Jumat, 12 Desember 2014

Karemia #6

Karemia, apa kabar?
Maaf waktu itu aku tiba-tiba menghilang. Aku nggak bermaksud untuk pergi saat itu. Aku hanya... aku mungkin sedikit kecewa kamu ngehindarin aku.
Maaf aku nggak pernah ngasih kabar. Ada urusan yang harus aku kerjakan. Saat masalahku selesai, kamu yang menghilang. Aku coba hubungin Aldy tapi dia juga nggak ada kabar.
Aku nggak bisa cerita panjang lebar, Aldy lagi melototin aku sekarang hehe
Aku cuma mau kasih kabar, aku akan menikah sebulan lagi. Pernikahan ini bukan keinginan aku. Kamu taulah, perjodohan bisnis.
Aku perlu kamu tau, bahwa yang terjadi atara kita selama ini nyata, Mi. Dan aku ingin mewujudkan semua itu. Perasaan aku ke kamu nggak pernah berubah. Aku perlu kepastian kamu. Kamu datang, yang terjadi berikutnya adalah kita, bukan kami.
Kalau kamu datang sebelum pernikahan dimulai, aku mungkin, tidak, pernihakan itu tidak akan terjadi. Aku sangat, sangat berharap kamu datang.
Mia memejamkan matanya lalu bersender pada sofa. Ya, mungkin Aldy benar. Mungkin ini memang yang terbaik. Kalaupun mereka jodoh, mereka pasti akan bertemu meskipun Aldy tidak memberikan surat ini.

Mia membuka matanya lalu melipat surat tersebut dan tersadar bahwa dibalik kertas itu masih ada tulisan tangan seseorang.

Mi, maaf aku nggak bisa datang di pemakaman tante Lily dan menemani kamu. Aku baru tau sebulan setelah pemakaman. Aku turut berduka cita. Aku tau kamu akan merasa sangat kehilangan, tapi aku yakin kamu pasti bisa melewati itu semua. Aku sayang kamu, Karemia.
Mia mengerutkan keningnya. "Aaal!" Teriak Mia memanggil nama Aldy.

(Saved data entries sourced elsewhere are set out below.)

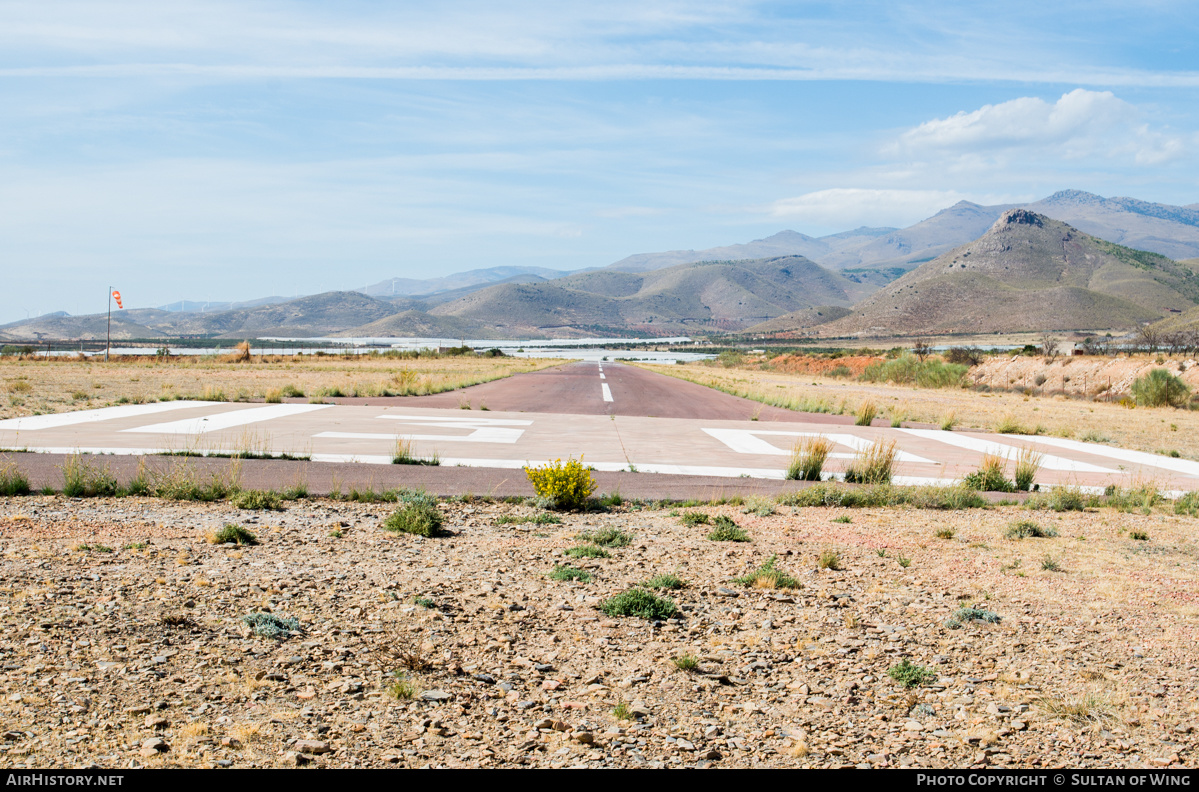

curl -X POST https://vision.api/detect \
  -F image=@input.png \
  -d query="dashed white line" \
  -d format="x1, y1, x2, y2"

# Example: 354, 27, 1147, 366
601, 383, 613, 402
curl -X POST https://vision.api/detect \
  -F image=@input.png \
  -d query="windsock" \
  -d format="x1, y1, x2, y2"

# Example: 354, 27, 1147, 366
112, 290, 123, 309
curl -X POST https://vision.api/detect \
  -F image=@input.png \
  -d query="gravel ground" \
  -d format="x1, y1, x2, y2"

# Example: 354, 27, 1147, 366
0, 495, 1196, 769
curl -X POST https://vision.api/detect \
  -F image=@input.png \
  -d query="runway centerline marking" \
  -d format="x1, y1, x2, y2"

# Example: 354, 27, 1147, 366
122, 403, 332, 436
316, 427, 525, 444
601, 383, 613, 402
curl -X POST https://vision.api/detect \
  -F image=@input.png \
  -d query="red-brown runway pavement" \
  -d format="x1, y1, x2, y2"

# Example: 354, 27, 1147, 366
2, 362, 1197, 495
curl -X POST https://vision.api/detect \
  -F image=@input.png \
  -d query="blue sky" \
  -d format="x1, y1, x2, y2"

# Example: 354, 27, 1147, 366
1, 1, 1197, 323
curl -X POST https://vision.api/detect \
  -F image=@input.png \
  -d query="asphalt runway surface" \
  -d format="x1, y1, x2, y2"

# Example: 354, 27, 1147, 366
3, 361, 1198, 496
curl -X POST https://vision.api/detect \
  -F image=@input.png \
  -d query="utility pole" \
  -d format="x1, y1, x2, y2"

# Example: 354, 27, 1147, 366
105, 286, 112, 362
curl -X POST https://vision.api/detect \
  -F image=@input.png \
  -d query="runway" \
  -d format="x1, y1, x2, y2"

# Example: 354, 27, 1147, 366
2, 362, 1197, 494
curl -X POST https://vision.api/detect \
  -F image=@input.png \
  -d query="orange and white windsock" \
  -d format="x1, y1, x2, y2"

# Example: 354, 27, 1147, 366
112, 290, 123, 309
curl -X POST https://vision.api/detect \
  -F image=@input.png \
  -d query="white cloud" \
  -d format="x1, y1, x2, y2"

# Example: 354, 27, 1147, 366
891, 89, 1191, 165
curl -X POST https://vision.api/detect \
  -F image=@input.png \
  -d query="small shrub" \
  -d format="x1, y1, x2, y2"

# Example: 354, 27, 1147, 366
934, 527, 955, 539
1041, 555, 1062, 571
232, 489, 283, 511
888, 659, 936, 688
613, 702, 632, 720
382, 501, 444, 537
787, 435, 832, 481
897, 556, 912, 568
600, 588, 678, 620
742, 495, 775, 516
1005, 520, 1058, 539
387, 675, 418, 700
995, 414, 1025, 434
817, 549, 841, 570
60, 454, 119, 498
1014, 447, 1043, 492
1129, 530, 1149, 541
643, 573, 685, 590
392, 438, 440, 466
412, 597, 436, 609
832, 515, 852, 523
672, 655, 700, 672
264, 388, 283, 403
577, 527, 632, 547
1174, 491, 1199, 517
549, 565, 593, 583
241, 612, 300, 639
961, 453, 1015, 492
525, 457, 596, 510
1131, 369, 1190, 408
210, 524, 258, 545
854, 401, 878, 427
680, 510, 710, 526
733, 555, 800, 589
0, 464, 31, 496
940, 411, 958, 431
564, 544, 609, 558
945, 607, 1001, 629
843, 439, 897, 485
707, 515, 750, 542
1026, 486, 1085, 512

"Apaan? Nggak usah pake teriak bisa kan? Kuping gue masih normal." Kata Aldy yang sedang memegang handuk, hendak mandi.

"Lo nyorat-nyoret surat Adri ya? Kemaren gue gak liat ada tulisan ini." Tanya Mia ketus.

"Nyorat-nyoret apaan?" Mia menunjukkan tulisan di belakang surat Adri. "Ooh itu, itu sih emang dari kemaren ada tulisannya, lo nggak nyadar emang?"

Mia menggeleng, tapi tatapannya kosong seperti sedang memikirkan sesuatu. 

"Kenapa? Lo mau ngambek lagi sama gue karena setahun yang lalu itu dia bilang sayang lo?" Tanya Adri sinis dengan menekankan kalimat satu tahun yang lalu.

"Bukan, bukan." Bantah Mia. "Ini pemakaman Tante Lily siapa, Al?"

Aldy menarik kertas yang berada dalam genggaman Mia. "Mi, jangan bercanda."

"Bercanda apaan sih? Gue emang keliatan kaya tampang lagi bercanda?"

"Gak lucu, serius deh, Mi." Nada bicara Aldy sudah mulai berubah.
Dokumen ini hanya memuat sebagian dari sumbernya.